The newly formed Southeast Neighbors for Quantum Coalition said the building of the Illinois Quantum and Microelectronics Park Development will give South Chicago access to jobs, opportunity and investment.
"It's going to be something technological that has to come here to reboot this community or provide development for the future," Chico's Oven owner Jorge Perez said.
The multibillion dollar 300,000-square-foot facility that broke ground in September will employ up to 150 people in five years. In the past, there have been those who expressed concerns it wouldn't benefit the community.
"Don't go to those areas and get the people and bring them in and work and build everything else. No, it's people right in the backyard, right all around here that you can tap.
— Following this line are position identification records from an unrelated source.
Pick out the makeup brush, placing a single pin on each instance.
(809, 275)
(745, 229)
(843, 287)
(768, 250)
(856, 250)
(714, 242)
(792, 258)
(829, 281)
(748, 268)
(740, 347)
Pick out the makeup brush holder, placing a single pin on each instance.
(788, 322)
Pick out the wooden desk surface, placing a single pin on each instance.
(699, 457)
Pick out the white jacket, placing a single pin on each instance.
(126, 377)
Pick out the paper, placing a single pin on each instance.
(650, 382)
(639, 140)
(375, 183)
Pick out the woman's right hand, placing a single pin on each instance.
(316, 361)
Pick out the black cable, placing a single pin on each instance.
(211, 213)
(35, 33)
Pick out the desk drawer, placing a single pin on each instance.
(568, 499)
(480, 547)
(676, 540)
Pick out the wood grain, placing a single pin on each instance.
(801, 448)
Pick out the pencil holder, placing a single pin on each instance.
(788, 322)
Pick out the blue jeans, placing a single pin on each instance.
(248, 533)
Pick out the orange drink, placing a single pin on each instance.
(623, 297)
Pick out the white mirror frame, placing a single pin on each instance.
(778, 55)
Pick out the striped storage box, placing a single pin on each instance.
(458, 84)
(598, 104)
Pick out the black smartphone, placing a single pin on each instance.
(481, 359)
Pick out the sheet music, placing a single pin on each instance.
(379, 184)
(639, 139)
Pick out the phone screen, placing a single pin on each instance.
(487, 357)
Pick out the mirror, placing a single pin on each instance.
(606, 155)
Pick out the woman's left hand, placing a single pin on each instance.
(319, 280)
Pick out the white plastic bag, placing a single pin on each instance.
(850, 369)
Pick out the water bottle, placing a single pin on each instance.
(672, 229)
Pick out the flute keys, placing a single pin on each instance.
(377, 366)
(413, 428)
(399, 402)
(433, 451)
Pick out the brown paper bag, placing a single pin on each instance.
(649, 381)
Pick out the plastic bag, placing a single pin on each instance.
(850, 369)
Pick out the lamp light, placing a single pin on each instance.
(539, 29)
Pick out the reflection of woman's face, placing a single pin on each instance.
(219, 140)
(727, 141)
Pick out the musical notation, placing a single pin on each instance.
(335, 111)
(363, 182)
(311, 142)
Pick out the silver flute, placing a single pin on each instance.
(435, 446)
You can't say they don't have the credentials cause they do," resident Freddie Batchelor said.
But those with the coalition say there simply needs to be more education on the project.
"This is something that my grandchildren, my great grandchildren, can look forward to. As I always say, a community can't be what a community can't see," lifelong South Chicago resident Sharon Brown Latiker said.
They say the development will open doors for the next generation, like Raven Patton, a high school senior with dreams of working in Science, Technology, Engineering and Mathematics, or STEM.
"It's an opportunity for us to get in at the ground level and access careers we may have previously never even known about," Patton said.
It's why the group firmly believes in getting the community together, even offering local business owner and coalition member Perez's recently named "Quantum Donuts" for snacks.
"Let's use our leadership abilities to create a collaboration or partnership and really ask the questions, not in terms of saying no, because it's easy to do that, but to see how we can work together," Perez said.
Southeast Neighbors for Quantum plan to hold monthly community gatherings to talk about the development. It's expected to be open in a little over a year.